Our Madge looked out for all of us, even Pa. One time at table, after he’d thrown up in the parlor after another of his “just the one pint” Friday nights out with “the lads,” she told him sharply, “You and I are going to have words-in private.”

Such talk from a child to an adult was unheard of, as it was from a woman to a man. I couldn’ t believe her cheek and neither could he because he just nodded meekly. That was the day we realized she’d soon be an adult, a formidable one at that. As firstborn, Madge had no competition for four years, which should have turned her into a monster when baby Sharon came along, but she worshipped her little sister.

She was known for the twinkle in her eyes, which never dulled even when she was exhausted from shearing sheep, or when I told her she’d likely end up an old spinster spending her days at a spinning wheel if she didn’ t go to the summer fayre on the estate and find herself a young fellow. Mam and Pa said they couldn’t afford a dowry, but the truth was they’d never let her go.

I tried to get Madge’s twinkle into my own eyes, spending hours practicing in front of the looking glass, but it worked only if I slapped my cheek so hard it made me cry.
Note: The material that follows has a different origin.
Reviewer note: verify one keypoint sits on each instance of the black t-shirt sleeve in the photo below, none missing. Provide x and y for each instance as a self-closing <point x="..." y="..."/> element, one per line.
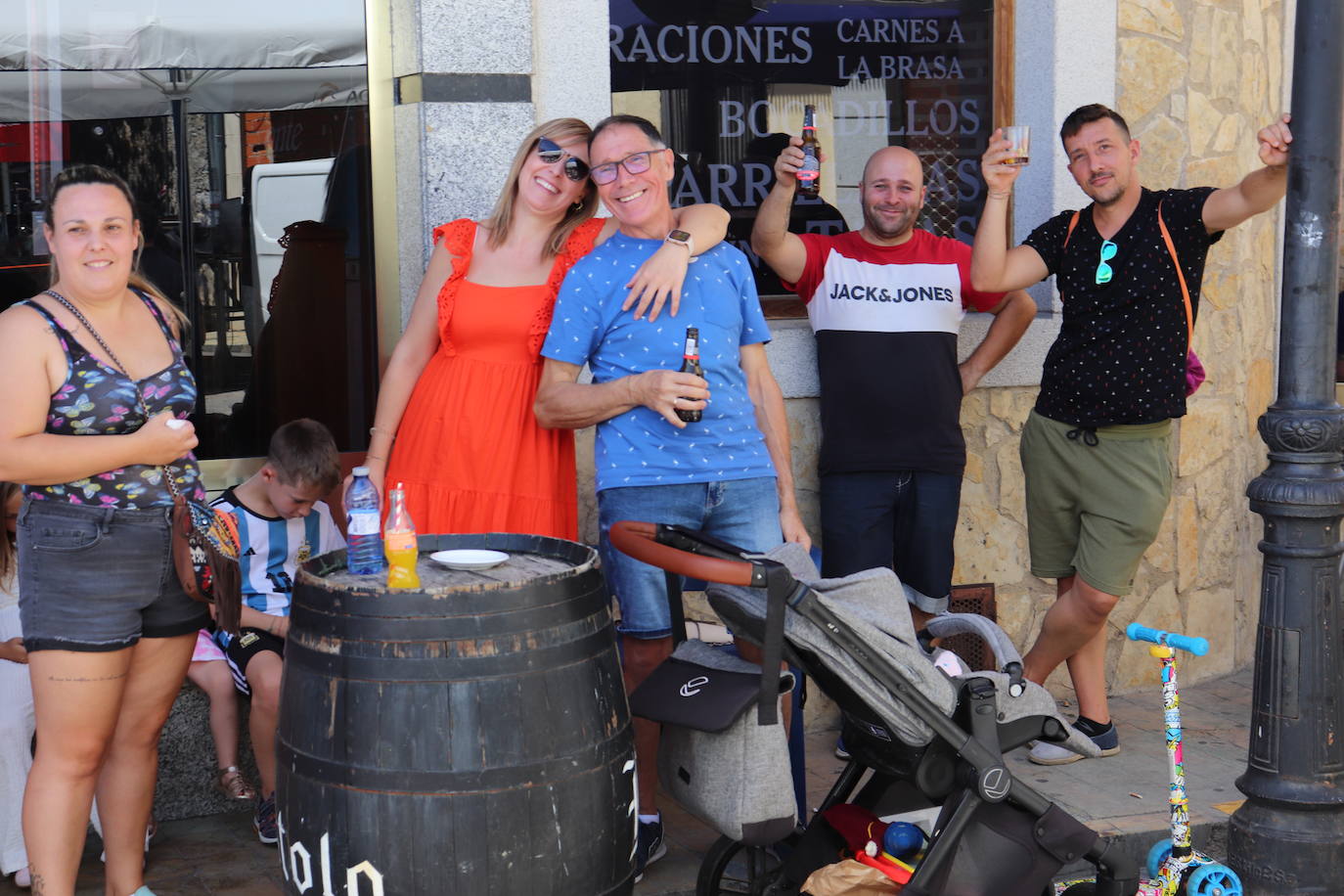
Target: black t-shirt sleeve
<point x="1049" y="241"/>
<point x="1183" y="209"/>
No one had to tell Madge she’d have to take over running the house if Mam passed on. She never looked wistfully at the horizon or wore garlands in her hair, but spoke of “duty” and “responsibility” and being part of “God’s greater plan.”

When I ranked them on a scale of one to ten for perfection, Madge was a nine and a half. I gave myself an eight. Sharon was a four and Alice got a one and three-quarters.

Now, Mam was tall for a woman but she’d had the pox as a kid, which explained why she was often “a bit under the weather.” Her skin was pale and clung softly to her like the crepe de chine Mrs. Katharine Holme, the seamstress at Duddingley, made into gowns for the ladies “up there.” Mam wafted around slowly so that her movements flowed into each other with no beginning and no end-like a dance. I’d try to imitate her too, but my movements always ended abruptly.